Dow forecasts dour quarterly revenue, says will slash 2,000 jobs

Reuters

By Ankit Kumar

(Reuters) -Dow Inc on Thursday forecast current-quarter revenue below estimates and said it would cut about 2,000 jobs as the chemical giant navigates challenges including inflation and supply chain disruptions.

Production costs have risen in recent quarters following Russia’s invasion of Ukraine, while China’s COVID-led lockdowns and signs of a global economic slowdown have squeezed demand for Dow’s chemicals used in industries ranging from automobiles, food packaging to electronic items.

Dow Chief Financial Officer Howard Ungerleider said while the pace of inflation has moderated, the overall cost levels remain elevated.
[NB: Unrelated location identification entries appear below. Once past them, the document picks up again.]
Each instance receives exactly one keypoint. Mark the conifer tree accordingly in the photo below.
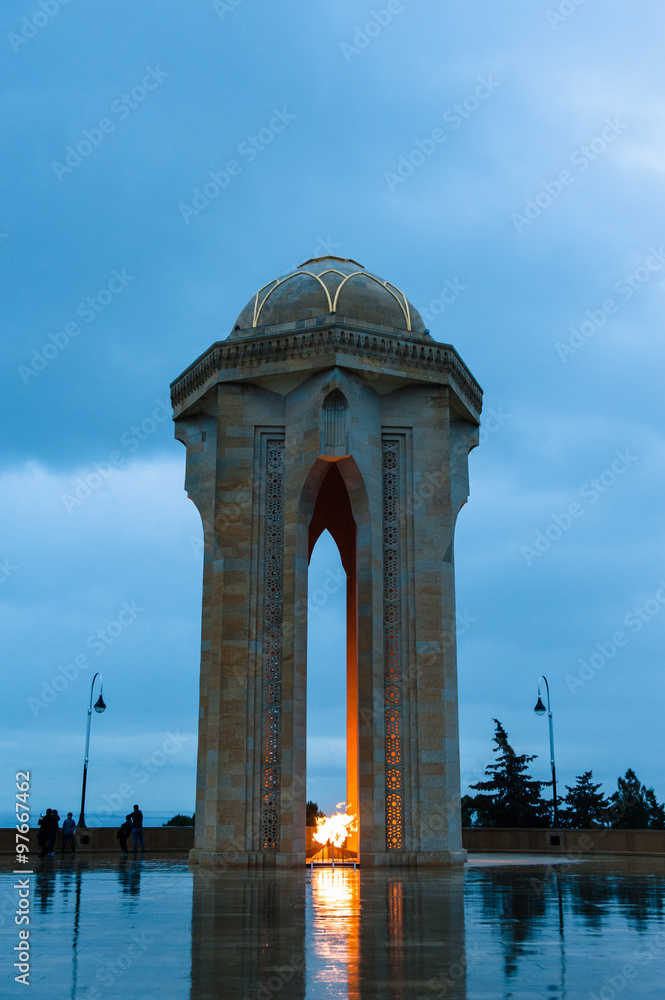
(634, 806)
(510, 797)
(585, 806)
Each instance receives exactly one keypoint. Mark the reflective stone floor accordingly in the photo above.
(505, 927)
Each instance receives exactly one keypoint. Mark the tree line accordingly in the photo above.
(510, 797)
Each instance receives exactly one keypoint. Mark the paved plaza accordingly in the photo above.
(512, 926)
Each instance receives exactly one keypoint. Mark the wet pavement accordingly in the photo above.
(504, 927)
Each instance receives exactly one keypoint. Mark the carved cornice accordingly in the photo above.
(391, 354)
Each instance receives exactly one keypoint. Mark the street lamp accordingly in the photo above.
(99, 707)
(540, 710)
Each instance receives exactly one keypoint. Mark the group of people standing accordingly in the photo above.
(49, 825)
(48, 830)
(133, 825)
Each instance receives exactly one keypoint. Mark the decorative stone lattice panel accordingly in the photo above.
(335, 423)
(392, 644)
(272, 644)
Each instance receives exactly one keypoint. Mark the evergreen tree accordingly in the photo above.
(584, 805)
(180, 820)
(510, 797)
(634, 806)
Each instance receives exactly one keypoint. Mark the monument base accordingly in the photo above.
(250, 860)
(414, 859)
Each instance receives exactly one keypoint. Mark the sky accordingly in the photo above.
(501, 163)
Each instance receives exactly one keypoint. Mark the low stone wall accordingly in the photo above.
(158, 840)
(569, 842)
(180, 839)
Shares of the company fell 2.3% to $56.55 in morning trade. They fell 11.2% last year.


The company expects the recent shifts in China’s COVID policy to stimulate demand, but that would take some time to take effect.

“Chemical prices are likely to go up in the first quarter (2023) and we will see better demand  in the second quarter,” said Aleksey Yefremov, analyst at KeyBanc Capital Markets.
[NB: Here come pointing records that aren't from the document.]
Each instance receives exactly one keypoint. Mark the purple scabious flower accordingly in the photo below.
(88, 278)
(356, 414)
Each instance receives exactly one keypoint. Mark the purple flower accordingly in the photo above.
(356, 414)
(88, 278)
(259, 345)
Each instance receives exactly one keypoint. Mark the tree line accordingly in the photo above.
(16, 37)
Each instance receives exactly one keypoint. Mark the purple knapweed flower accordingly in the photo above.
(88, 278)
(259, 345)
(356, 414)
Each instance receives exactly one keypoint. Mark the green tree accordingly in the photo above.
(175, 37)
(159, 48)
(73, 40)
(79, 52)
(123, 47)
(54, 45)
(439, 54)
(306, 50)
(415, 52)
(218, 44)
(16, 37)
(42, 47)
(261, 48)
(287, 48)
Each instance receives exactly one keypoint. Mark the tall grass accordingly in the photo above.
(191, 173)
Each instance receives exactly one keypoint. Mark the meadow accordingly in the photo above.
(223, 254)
Dow plans to save $1 billion in 2023. It said it would exit certain assets, and further evaluate its global asset base, particularly in Europe. Its announcement of job cuts will hit 5% of its workforce.

Chief Executive James Fitterling said the headcount reduction was not all specific to Europe, “although Europe is a big part of the earnings decline that’s driving us to take these actions”.

The company would record a charge of $550 million to $725 million in the first quarter of 2023 for costs associated with these activities.

The Midland, Michigan-based firm expects first-quarter revenue to be between $11 billion and $11.5 billion compared with average analysts’ expectations of 13.02 billion, according to Refinitiv data.

It expects 2023 capital expenditure be $2.2 billion, about 21% higher than last year.

Dow also missed Wall Street estimates for fourth-quarter profit and revenue.